Obserwując pierogi w garnku musimy zwrócić uwagę na to, czy nie odpadają nam od nich jakieś kawałki, gdyż to oznacza, że są już zbyt miękkie. Musimy sobie też zadać pytanie jakie lubimy pierogi: bardziej miękkie, rozpływające się w ustach czy al dente, czyli bardziej sprężyste? Od naszych preferencji też uzależnimy więc długość gotowania tego dania.
Idealnie ugotowane pierogi powinny trzymać się w całości przy mieszaniu ich podczas gotowania oraz przy wykładaniu ich na półmisek. Nie mogą się rozpadać, a tym bardziej nie może wypływać z nich farsz, by pozostało nam samo ciasto.
Pierogi wbrew pozorom to bardzo wymagające danie do poprawnego przygotowania, nawet jeśli chcemy ugotować je już gotowe z mrożonki. Nie możemy dopuścić by pierogi rozmroziły nam się przed zagotowaniem, gdyż będą zbyt przesiąknięte wodą i stracą swój smak. Długość gotowania mogłaby być wtedy krótsza, ale walory smakowe i odżywcze takiego dania na pewno będą mniejsze. Jeśli włożymy pierogi zamrożone do gotującej się wody, na pewno zyskamy, że nie stracą one kształtu, ani też farsz nie wyjdzie z formy.

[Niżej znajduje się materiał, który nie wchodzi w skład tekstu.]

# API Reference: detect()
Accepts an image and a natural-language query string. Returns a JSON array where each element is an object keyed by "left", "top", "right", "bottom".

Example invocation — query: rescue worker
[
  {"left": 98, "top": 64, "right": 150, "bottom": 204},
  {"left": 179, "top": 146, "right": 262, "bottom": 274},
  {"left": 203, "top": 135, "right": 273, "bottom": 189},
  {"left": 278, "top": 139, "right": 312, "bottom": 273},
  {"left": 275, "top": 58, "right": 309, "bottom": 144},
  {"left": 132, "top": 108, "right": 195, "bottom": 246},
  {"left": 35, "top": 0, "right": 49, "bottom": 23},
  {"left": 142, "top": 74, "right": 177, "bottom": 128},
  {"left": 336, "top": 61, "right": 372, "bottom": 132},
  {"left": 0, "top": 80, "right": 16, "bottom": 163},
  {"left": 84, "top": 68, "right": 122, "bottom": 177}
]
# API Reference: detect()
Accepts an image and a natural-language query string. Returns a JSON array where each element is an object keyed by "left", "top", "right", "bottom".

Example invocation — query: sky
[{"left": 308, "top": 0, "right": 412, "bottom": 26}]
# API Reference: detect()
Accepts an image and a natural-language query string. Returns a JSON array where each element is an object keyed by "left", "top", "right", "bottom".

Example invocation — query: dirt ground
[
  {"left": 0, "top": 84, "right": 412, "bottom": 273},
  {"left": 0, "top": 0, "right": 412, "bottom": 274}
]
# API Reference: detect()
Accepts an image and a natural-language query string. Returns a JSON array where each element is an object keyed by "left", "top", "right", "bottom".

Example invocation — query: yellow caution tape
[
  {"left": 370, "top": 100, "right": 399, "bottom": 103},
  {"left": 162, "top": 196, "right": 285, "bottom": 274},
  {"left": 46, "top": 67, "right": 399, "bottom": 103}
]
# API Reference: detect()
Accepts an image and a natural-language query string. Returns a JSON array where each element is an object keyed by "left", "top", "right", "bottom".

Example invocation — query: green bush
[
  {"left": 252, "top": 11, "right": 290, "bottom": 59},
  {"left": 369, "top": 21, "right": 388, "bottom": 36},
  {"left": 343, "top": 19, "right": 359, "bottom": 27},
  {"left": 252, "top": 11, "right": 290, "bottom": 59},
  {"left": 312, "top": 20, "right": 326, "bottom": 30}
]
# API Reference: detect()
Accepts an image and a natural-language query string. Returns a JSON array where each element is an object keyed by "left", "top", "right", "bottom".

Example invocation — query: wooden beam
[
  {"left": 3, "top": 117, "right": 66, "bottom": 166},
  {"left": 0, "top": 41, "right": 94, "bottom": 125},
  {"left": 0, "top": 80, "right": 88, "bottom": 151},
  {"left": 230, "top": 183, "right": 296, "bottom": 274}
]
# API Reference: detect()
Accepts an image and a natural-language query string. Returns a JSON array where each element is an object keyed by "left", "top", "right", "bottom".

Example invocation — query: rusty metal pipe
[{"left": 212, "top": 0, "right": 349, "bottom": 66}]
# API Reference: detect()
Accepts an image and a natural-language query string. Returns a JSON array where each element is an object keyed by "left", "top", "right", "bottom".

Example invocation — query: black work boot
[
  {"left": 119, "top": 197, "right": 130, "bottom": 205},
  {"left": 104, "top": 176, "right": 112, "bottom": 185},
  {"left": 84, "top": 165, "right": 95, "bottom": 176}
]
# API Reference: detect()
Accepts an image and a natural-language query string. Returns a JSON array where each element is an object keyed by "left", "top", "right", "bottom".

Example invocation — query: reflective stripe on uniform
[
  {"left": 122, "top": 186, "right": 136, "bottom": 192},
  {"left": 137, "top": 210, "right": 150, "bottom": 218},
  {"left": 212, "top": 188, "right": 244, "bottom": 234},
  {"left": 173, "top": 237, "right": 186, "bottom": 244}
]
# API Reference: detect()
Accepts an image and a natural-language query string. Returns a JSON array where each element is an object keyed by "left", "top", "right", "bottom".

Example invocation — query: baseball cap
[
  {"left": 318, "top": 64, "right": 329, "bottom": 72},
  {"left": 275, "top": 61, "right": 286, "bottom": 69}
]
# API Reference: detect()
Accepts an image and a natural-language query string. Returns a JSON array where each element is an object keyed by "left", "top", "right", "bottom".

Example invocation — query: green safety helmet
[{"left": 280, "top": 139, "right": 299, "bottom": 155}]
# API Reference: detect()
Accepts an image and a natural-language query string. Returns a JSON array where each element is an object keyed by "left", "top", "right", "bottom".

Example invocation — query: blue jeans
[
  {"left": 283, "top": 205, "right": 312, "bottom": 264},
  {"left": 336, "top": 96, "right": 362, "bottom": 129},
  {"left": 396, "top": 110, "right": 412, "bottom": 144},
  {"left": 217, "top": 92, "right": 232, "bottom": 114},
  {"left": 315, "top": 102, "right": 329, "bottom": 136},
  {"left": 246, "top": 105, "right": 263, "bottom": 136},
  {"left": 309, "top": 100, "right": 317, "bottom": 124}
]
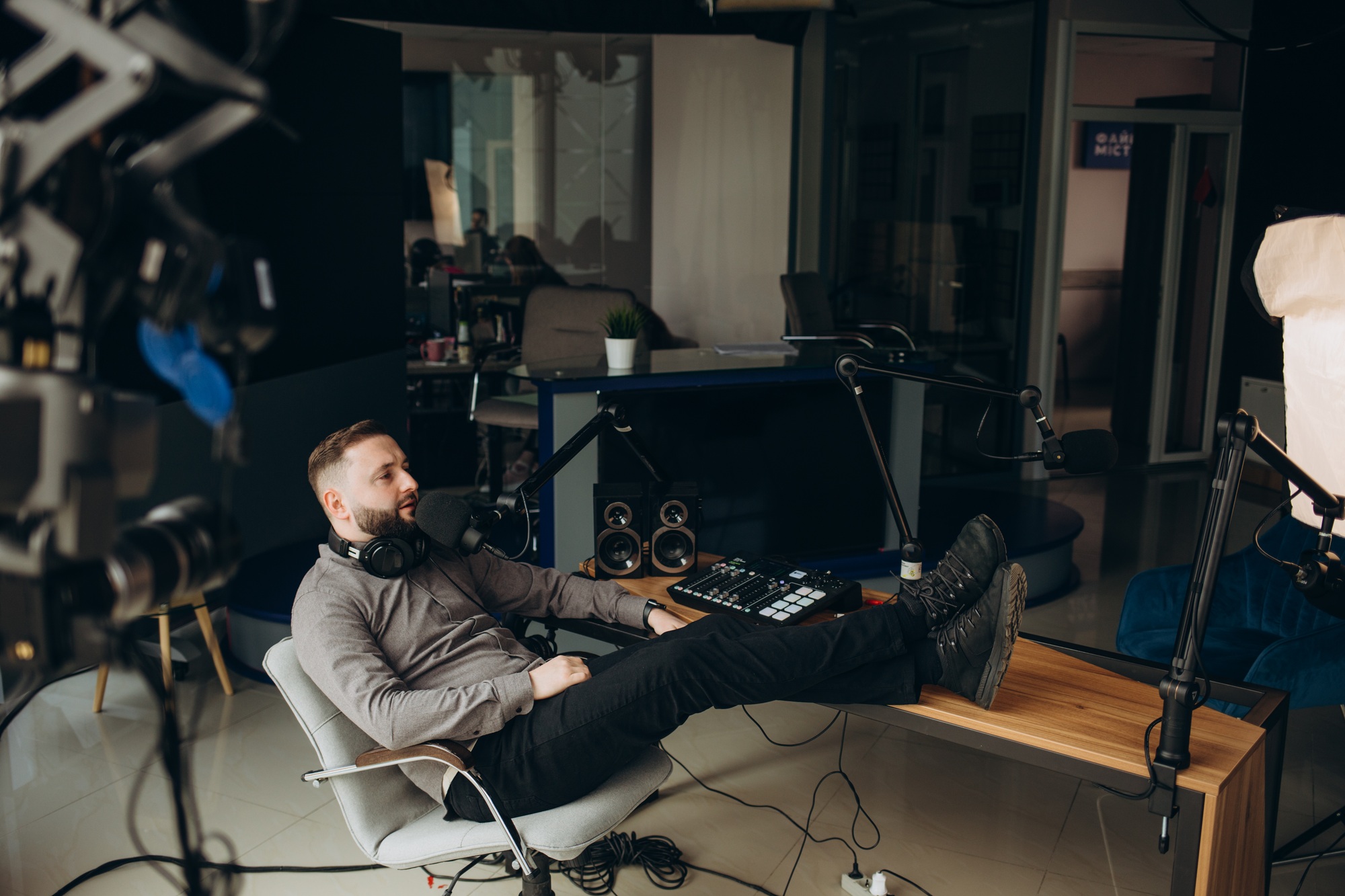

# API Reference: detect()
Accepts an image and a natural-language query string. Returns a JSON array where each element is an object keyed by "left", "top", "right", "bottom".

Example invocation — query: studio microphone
[
  {"left": 1018, "top": 386, "right": 1116, "bottom": 477},
  {"left": 1060, "top": 429, "right": 1116, "bottom": 477},
  {"left": 416, "top": 491, "right": 508, "bottom": 560}
]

Szczególnie jest to ważne przy nadzieniu z całych owoców, np. truskawek, malin, jagód czy wiśni – nie rozgotują nam się na papkę, a pozostaną w całości. Musimy jednak pamiętać, że pierogi z nadzieniem owocowym gotujemy zatem krócej niż te z mięsnym, które gotujemy najdłużej czy serowym, gdzie czas gotowania możemy oznaczyć sobie pomiędzy mięsem a owocami. Inna też sprawa jest w przypadku warzyw i grzybów jako nadzienia – przeważnie w takich wypadkach farsz jest wcześniej przygotowany – przesmażony lub przegotowany, jednak i wtedy powinniśmy pamiętać, by gotować pierogi dłużej – około 5 min – jak te z mięsem.
Ile gotować mrożone pierogi to pytanie, które zadaje sobie dziś wiele gospodyń, gdyż nie zawsze instrukcje podane na opakowaniach są zgodne z naszymi upodobaniami. Najlepiej kiedy uznamy, że może nasze danie jest już gotowe, należy spróbować ich miękkość kosztując ich po prostu. Wtedy stwierdzimy czy odpowiada nam miękkość samego ciasta ale też konsystencja farszu lub owoców. Wniosek nasuwa się więc jeden – najlepiej samemu sprawdzić czy odpowiada nam danie i nie ufać do końca wszelkim instrukcjom.